Audit suggested shortening appeal timelines for injured workers
The Ontario Network of Injured Workers Groups (ONIWG) has raised its voice against the Workplace Safety Insurance Board's (WSIB) consultation process on KPMG's "Value for Money Audit," which examined the Board's Dispute Resolution and Appeals process. The proposed changes from the audit have sparked concerns among ONIWG and other labor groups, as they believe it could negatively impact injured workers' ability to appeal their claims.
Wayne Harris, vice-president of ONIWG, expressed discontent with the direction the WSIB is taking. "As it stands, KPMG's recommendations would take a sledgehammer to the appeal rights of injured workers by introducing unnecessary time limits that will make the appeals process even more confusing and bureaucratic. In short, the proposed changes will lead to fewer injured workers appealing their WSIB claims, which will result in the Board saving a buck. As injured workers, we know that the appeals process provides us a shot at receiving fair decisions following injury and/or illness."
The ONIWG demands the WSIB reevaluates and democratizes its consultation process on the audit's recommendations, claiming the time frame provided for written submissions and feedback was insufficient. Stakeholders, including injured workers, were given 6 weeks to respond to the sweeping changes proposed by the audit, which could significantly affect their appeal rights.
Janet Paterson, president of ONIWG, outlined three specific changes the group seeks to ensure a transparent and fair consultation process. She asserts, "the deadline to make written submissions should be extended by 6 months, so everyone has the necessary amount of time to develop their responses... All injured workers who could be impacted by the proposed changes should be notified by the WSIB to ensure that they have an opportunity to respond."
The WSIB issued a statement to Canadian Occupational Safety defending its intentions, saying its goal is to simplify and expedite the dispute resolution process for claimants. They maintain the proposed changes aim to meet the needs and expectations of the people they are here to help.
"We want to do everything possible to make it simple, easy, and faster for people to resolve a dispute on their claim without having to go through a lengthy appeals process," the WSIB spokesperson commented.
Regarding the consultation process, the WSIB highlighted its efforts to include stakeholder input, having conducted a written public consultation on the recommendations of the value-for-money audit from June 8 to July 21, 2023. The Board received 47 submissions during this period.
The WSIB further addressed ONIWG's involvement, noting that the group has been engaged in the consultation process for over a year, being invited to provide feedback during both the KPMG audit and the WSIB public consultation.
"All of the valuable feedback received will be carefully reviewed and considered.

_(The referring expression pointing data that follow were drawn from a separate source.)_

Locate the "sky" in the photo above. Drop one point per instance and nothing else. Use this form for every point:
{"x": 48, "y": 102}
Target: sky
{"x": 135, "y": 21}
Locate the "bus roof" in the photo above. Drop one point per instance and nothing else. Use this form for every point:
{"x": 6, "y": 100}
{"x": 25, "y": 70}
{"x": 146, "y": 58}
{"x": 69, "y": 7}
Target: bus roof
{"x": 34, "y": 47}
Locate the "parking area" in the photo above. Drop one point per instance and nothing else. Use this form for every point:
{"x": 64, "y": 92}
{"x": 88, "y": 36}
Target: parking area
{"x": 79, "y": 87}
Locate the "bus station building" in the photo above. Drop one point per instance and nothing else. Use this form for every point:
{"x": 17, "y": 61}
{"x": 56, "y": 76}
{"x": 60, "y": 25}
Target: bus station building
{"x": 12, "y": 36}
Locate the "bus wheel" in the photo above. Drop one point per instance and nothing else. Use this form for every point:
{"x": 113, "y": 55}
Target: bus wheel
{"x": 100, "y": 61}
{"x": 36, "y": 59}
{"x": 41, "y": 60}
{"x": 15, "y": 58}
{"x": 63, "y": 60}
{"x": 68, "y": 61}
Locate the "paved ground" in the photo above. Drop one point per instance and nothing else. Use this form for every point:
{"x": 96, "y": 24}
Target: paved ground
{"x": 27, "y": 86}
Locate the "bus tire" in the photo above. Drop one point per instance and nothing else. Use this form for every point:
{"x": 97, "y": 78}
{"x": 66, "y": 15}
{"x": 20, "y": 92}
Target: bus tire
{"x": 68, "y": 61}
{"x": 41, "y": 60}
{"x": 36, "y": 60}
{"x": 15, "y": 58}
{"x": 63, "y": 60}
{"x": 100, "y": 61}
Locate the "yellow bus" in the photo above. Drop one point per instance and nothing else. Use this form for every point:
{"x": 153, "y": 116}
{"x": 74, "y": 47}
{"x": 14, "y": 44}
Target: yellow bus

Stakeholder submissions received will be posted on this page in September," the WSIB spokesperson stated.
While ONIWG raises concerns over the potential impact on injured workers' appeal rights, the WSIB clarified the appeals system comprises multiple stages, including an option for claimants to appeal to the independent Workplace Safety and Insurance Appeals Tribunal (WSIAT) if they disagree with a WSIB appeals decision.
The tension between ONIWG and the WSIB underscores the importance of constructive dialogue and collaboration when addressing issues that affect stakeholders significantly. The process of improving the appeals system while safeguarding the rights of injured workers demands a transparent and inclusive approach, where all voices are heard and considered.